As Powell has emphasized, the economy is certainly showing telltale signs of being restrained by Fed policy. The housing market has been relatively soft for close to two years. Fed officials have argued that business investment has been dampened by tight policy, and consumers have undoubtedly been hurt by high borrowing costs, as evidenced by the rise in credit card and auto loan delinquencies.
Financial conditions indices
Even so, there has been a stark contrast between a clearly restrictive policy rate setting and favorable broad financial conditions. Looking at several different financial conditions indices offers insight into how this contrast nets out. Two of the favorites of financial market participants are the Bloomberg and Goldman Sachs financial conditions indices. Both are relatively simple indices that consist of a handful of market indicators and are updated daily. The Bloomberg index includes a few money market spreads, several bond spreads, and, for equities, the S&P 500 and the VIX. The Goldman index, meanwhile, is a weighted average of short- and long-term interest rates, the trade-weighted dollar, credit spreads, and a P/E ratio for stocks.
Based on the GS index, financial conditions were historically easy in 2021, when the FOMC was still conducting QE and before it began raising rates (Exhibit 1).

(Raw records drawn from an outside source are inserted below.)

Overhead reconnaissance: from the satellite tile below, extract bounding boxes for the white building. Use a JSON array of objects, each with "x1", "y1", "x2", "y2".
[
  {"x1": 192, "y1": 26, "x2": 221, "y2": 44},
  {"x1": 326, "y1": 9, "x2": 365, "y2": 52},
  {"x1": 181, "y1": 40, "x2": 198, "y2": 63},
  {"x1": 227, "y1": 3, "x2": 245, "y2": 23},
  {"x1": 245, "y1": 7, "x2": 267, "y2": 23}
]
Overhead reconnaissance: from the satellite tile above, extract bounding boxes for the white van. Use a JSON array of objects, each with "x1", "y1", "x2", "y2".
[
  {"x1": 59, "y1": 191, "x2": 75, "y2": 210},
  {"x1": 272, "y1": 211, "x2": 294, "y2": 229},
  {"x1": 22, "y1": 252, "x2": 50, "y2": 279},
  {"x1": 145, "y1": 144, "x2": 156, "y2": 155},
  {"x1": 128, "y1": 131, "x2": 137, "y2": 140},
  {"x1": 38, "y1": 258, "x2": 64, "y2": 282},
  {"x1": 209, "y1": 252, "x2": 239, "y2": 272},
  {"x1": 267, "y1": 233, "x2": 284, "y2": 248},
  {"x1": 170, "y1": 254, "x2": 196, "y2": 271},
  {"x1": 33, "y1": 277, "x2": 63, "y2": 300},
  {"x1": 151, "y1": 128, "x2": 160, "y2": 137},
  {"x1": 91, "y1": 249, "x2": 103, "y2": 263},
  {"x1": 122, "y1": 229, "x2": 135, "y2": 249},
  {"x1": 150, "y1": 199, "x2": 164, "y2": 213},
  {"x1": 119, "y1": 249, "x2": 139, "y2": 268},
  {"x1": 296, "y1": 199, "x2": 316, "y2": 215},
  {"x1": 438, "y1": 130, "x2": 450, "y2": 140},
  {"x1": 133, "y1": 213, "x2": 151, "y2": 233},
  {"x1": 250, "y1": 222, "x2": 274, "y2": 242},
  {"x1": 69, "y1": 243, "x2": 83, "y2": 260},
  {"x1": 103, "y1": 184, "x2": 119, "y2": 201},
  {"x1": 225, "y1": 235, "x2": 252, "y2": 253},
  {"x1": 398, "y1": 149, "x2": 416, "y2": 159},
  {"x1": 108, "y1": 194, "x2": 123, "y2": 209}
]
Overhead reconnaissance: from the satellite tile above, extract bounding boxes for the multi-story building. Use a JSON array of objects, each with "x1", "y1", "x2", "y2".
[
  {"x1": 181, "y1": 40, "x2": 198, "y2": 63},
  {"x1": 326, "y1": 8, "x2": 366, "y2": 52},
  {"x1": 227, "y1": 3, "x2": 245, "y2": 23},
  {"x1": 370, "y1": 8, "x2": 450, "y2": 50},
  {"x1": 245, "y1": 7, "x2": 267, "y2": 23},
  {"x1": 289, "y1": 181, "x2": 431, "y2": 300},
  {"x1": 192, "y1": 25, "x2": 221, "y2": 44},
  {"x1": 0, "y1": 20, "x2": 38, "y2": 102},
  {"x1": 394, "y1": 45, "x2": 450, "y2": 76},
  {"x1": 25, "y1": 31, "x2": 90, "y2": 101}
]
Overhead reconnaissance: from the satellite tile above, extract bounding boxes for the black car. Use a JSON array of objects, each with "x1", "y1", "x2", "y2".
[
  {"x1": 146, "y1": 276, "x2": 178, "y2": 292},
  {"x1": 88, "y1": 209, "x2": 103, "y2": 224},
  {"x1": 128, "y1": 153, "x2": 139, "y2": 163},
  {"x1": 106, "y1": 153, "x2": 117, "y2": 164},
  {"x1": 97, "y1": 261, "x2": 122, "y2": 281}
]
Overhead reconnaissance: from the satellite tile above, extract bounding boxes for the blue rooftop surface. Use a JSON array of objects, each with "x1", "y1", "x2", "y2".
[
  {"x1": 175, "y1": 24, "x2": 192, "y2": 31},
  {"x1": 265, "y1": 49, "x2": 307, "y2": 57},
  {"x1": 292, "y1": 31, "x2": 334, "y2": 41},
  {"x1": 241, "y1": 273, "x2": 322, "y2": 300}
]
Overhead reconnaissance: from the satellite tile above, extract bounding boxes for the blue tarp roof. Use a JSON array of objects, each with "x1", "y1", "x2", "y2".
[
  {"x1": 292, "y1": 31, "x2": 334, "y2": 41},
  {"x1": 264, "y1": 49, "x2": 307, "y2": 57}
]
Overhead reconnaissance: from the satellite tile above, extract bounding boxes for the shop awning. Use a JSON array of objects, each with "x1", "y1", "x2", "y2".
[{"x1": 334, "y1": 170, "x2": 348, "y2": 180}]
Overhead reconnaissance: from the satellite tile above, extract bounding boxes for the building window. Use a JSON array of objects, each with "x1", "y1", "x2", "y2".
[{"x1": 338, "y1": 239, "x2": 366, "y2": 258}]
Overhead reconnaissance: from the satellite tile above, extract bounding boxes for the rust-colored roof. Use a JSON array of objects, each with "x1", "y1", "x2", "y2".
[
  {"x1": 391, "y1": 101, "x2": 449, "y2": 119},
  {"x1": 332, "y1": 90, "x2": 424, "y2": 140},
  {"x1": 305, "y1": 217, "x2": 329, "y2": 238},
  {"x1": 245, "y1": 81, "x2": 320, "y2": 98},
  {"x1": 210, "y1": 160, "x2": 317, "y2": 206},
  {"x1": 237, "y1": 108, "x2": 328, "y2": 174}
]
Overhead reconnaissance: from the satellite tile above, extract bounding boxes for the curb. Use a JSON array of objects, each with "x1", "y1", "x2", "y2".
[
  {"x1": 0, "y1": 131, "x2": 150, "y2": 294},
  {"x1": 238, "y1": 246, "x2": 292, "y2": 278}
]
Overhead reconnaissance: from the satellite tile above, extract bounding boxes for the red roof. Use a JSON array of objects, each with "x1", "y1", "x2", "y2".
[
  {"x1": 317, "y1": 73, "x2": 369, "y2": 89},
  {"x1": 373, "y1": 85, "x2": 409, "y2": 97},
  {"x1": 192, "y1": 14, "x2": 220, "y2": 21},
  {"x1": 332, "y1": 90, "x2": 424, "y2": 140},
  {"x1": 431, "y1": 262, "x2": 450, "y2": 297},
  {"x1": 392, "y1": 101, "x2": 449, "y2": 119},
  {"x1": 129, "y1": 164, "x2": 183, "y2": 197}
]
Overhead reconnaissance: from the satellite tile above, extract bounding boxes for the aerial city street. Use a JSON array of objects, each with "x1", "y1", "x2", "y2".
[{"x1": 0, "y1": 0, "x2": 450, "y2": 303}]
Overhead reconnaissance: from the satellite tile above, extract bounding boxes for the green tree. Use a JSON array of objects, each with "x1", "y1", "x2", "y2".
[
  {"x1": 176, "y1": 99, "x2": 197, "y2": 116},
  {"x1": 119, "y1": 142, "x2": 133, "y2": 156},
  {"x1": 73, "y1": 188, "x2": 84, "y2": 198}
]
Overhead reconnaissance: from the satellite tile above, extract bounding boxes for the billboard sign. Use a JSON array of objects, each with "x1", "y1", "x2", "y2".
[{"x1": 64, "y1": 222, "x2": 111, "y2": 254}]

This gauge tightened considerably in 2022, leveled off for much of 2023, tightened significantly last fall, and then began easing again when Fed officials started to complain about the more restrictive financial conditions. Though fed funds expectations have swung wildly this year, the GS Financial Conditions index has been roughly steady in easy territory. In fact, in mid-July, the index posted its lowest (easiest) reading of the year. The gauge tightened by about three tenths of a percentage point from the FOMC meeting through Wednesday, to a level not significantly different from the year-to-date average.
Exhibit 1: Goldman Sachs US Financial Conditions Index
Note: 100 = neutral, greater than 100 = tight, less than 100 = loose.
Source: Goldman Sachs, Bloomberg.
As for the Bloomberg measure, just a month ago, this measure was at essentially its all-time easiest (going back to 1990) (Exhibit 2). However, this gauge is clearly more sensitive to short-term swings in asset values. From the close on Monday July 29 to the close on Monday August 5, the Bloomberg FCI tightened by about 1.2 standard deviations. Over the following two days, the Bloomberg measure retraced over half of that tightening.
Exhibit 2: Bloomberg Financial Conditions Index
Note: 0 = neutral. Greater than 0 = looser. Less than 0 = tighter. Zero represents average conditions over the period from 1994 to July 1, 2008, and the index is scaled so that +1 represents one standard deviation easier than the mean and -1 represents one standard deviation tighter.
Source: Bloomberg.
Chair Powell and other Fed officials have repeatedly noted when they discuss the topic that they like to take a broad view of financial conditions, spanning more than just a single indicator like 10-year Treasury yields or stock prices. A financial conditions index that closely replicates that approach is the Chicago Fed National Financial Conditions Index. This composite, my favorite measure of financial conditions, casts a far wider net, including 105 measures of financial activity. In addition to a large number of market-based prices and spreads, this index includes many other variables, such as responses from the Federal Reserve Board’s Senior Loan Officer Survey, the NFIB small business survey, and the University of Michigan survey of consumers. As a result, unlike the other two measures, this index does not update daily. Rather, it is calculated weekly (with revisions), and a number of the components are reported even less frequently—at the extreme, the Senior Loan Officer survey is conducted only once a quarter.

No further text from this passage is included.